Use non-parametric tests when your data is ordinal (like Likert scale ratings), when your sample size is very small (under 20-30 per group), when your data is clearly skewed or contains influential outliers, or when the assumptions of the parametric equivalent cannot be satisfied. They are also the right choice when you are analyzing ranks directly, such as preferences or rankings given by judges.

Do not use non-parametric tests simply because they seem safer. When your data reasonably meets parametric assumptions, parametric tests are more powerful, meaning they are better at detecting real effects. The ideal approach is to check your assumptions first (using histograms, normality tests, or Q-Q plots) and then choose the appropriate test.

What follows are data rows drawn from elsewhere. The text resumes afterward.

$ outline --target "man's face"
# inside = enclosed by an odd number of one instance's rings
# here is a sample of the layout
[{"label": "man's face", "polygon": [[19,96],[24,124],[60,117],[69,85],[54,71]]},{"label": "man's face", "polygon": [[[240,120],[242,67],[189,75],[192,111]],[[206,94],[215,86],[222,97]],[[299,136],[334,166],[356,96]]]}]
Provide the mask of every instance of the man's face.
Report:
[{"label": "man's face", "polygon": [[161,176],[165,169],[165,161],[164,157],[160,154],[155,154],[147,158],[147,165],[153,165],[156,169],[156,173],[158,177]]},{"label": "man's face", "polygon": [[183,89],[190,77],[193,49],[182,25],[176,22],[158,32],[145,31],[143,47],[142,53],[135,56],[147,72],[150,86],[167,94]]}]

In practice, many researchers report both parametric and non-parametric results when assumptions are borderline. If both tests lead to the same conclusion, you can be more confident in the finding. If they disagree, the non-parametric result is generally considered more trustworthy because it makes fewer assumptions.

Key Takeaway

Non-parametric tests are your safety net when data does not follow a normal distribution, contains outliers, or is measured on an ordinal scale. The Mann-Whitney U compares two independent groups, the Wilcoxon signed-rank compares paired measurements, and the Kruskal-Wallis compares three or more groups. They work by analyzing ranks instead of raw values, making them robust but slightly less powerful than parametric tests when normality holds.